I think that will help. To me it looks like things are just stepping on each other at certain times when its busy
Im wondering if this is a quantity issue. I have 2800 media items and every reset task dies after inserting the first refresh media task where it downloads the pages. i can send you my db if you like. its 128mb but should zip well
The SQLite db should be able to handle millions of entries on paper. The issue with locking multiple writes at once. Assuming you have TUBESYNC_WORKERS
env set to 1
this really shouldn't be possible as it'll be one single non-threaded worker writing to it. Either way, it should get better when I next get a chance to go through these issues for the next release. Probably OK without the DB file for now, thanks for the offer and we can look at that if issues persist after the next release. Cheers for the feedback so far.
np. both the env vars are set to 1 right now. still happening will wait for next release as it keeps killing my tasks
Have you tried :v0.9
or :latest
? Any improvements with your issues?
Running latest Sometimes better sometimes the same. Basically it still gets to a point where i have to reset tasks cause the locks and then it can never add all the new tasks again from the locks. Im not using network shares or anything. just docker on synology nas. I do want to test on a straight ubuntu server soon to see if it something particular with synology
I've not got a NAS handy to test it on, however I would suspect the advice for you would be use Postgres once support is added.

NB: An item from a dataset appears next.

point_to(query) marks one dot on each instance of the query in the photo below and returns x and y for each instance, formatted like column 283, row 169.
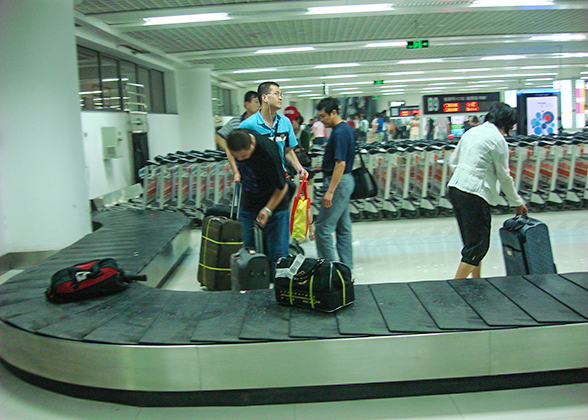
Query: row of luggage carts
column 550, row 172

Thats my plan as I hoard lots of channels.
Thanks for this thread. How do I add postgres to Tubesync? I'm a noob when it comes to Postgres, and have just installed it (both are running in containers on the same network, but how do I get them to "talk".)
I added about 20 sources and set them to 24hrs refresh. Out of the sources only one source ever gets updated. i have no indexing jobs for any of the other sources. any ideas?